Necesitaba permanecer alerta, necesitaba buscar una oportunidad de huir o defenderse. Se mordió el labio. Confiaba en poder reunir el coraje necesario, para hacer lo que tuviera que hacer, por ejemplo, si se le presentaba la oportunidad de matar a Oswalt y escapar, tendría que aprovecharla.
El guardia volvió a buscarla, cuando ya se estaba ajustando el último brazalete. Se presentó acompañado por dos esbirros. Custodiada por los tres, fue conducida a una estancia dos plantas más abajo.
- ¿Dónde está Oswalt? -preguntó, mientras miraba discretamente a su alrededor, intentando recordar bien el camino, cualquier cosa que pudiera resultarle útil en un futuro. Pero la casa estaba completamente vacía, desnuda. Se preguntó si Oswalt lo habría hecho a propósito. Ni cuadros ni adornos en las paredes, que pudieran proporcionarle alguna pista.
- Trae mala suerte ver a la novia antes de la boda -los guardias se rieron de su propia broma-. Tranquila, que ya lo veréis.
La llevaron a un dormitorio de paredes encaladas. La gran cama de dosel era blanca, con la colcha de satén a juego. Las cortinas también eran del mismo color. «Bien», pensó Julia. «Al menos aquí tengo una ventana y sábanas». La situación parecía haber mejorado. De repente, uno de los guardias le agarró las manos.
- ¿Qué es esto? -gritó Julia, sorprendida por su rápido movimiento.
- Órdenes del jefe. No sois de confianza -le ató fuertemente ambas manos con un cordel de cáñamo, cuyo otro extremo aseguró a la cama de dosel.
- Por favor… -protestó Julia, contra semejante indignidad. De nada le sirvió. Aquellos hombres, no se regían por el código de honor de los caballeros.
Uno de los guardias, le señaló la ventana con la cabeza.
- No vais a tener ninguna queja. Desde aquí, disfrutaréis de una buena vista de las ceremonias, y podréis contemplar los preparativos de la boda. El médico llegará dentro de poco, para haceros compañía.
El horror era real. Julia luchó contra la desesperación. Quedarse sola era en sí una forma de tortura, demasiado tiempo para dejar funcionar su imaginación. Oswalt era un maestro en aquellas cosas. Sabía perfectamente lo que estaba haciendo.

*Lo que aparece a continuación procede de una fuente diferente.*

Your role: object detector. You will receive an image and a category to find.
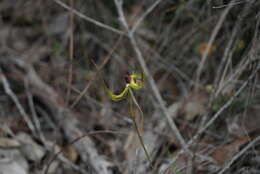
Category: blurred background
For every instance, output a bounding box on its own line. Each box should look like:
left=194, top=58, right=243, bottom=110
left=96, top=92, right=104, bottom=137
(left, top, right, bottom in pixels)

Pero ella no podía ceder, no podía dejarse arrastrar por el terror. El sol se había convertido en su enemigo, mientras se deslizaba lentamente hacia el horizonte. Alguien prendió unas antorchas en el jardín. Faltaba muy poco, media hora, poco más.

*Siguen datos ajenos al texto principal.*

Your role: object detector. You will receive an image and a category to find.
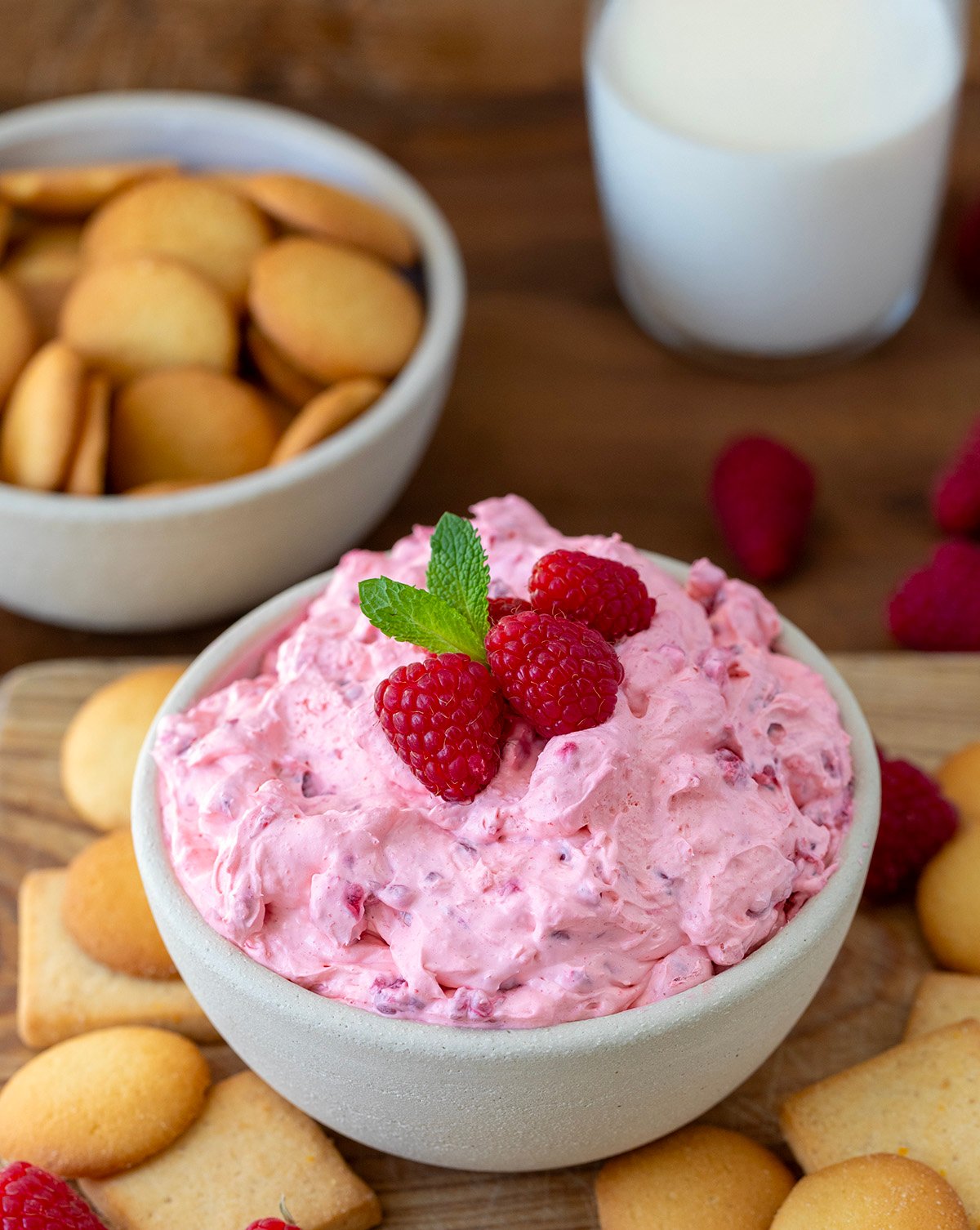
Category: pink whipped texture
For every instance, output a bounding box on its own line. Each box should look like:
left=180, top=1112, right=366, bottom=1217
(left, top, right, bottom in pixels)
left=156, top=496, right=852, bottom=1026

La puerta se abrió de pronto. Julia no pudo distinguir bien, quién acababa de entrar. Hasta que una anciana aún más vieja que Oswalt, apareció en su campo de visión, marchita y arrugada.
- Hola, querida, yo soy el médico. He venido a comprobar, digamos… el estado de la cuestión.
Julia se encogió de miedo. Oswalt debía de estar loco, para haber conferido el título de «médico» a aquella vieja bruja…
Un movimiento en el jardín, distrajo por un instante su atención. Fue demasiado rápido, pero habría jurado ver, a un hombre de pelo negro, alzando la mirada hacia la ventana, antes de escabullirse de nuevo entre las sombras. ¿Paine? Quizá. Era la única brizna de esperanza que le quedaba, así que se agarró a ella con todas sus fuerzas.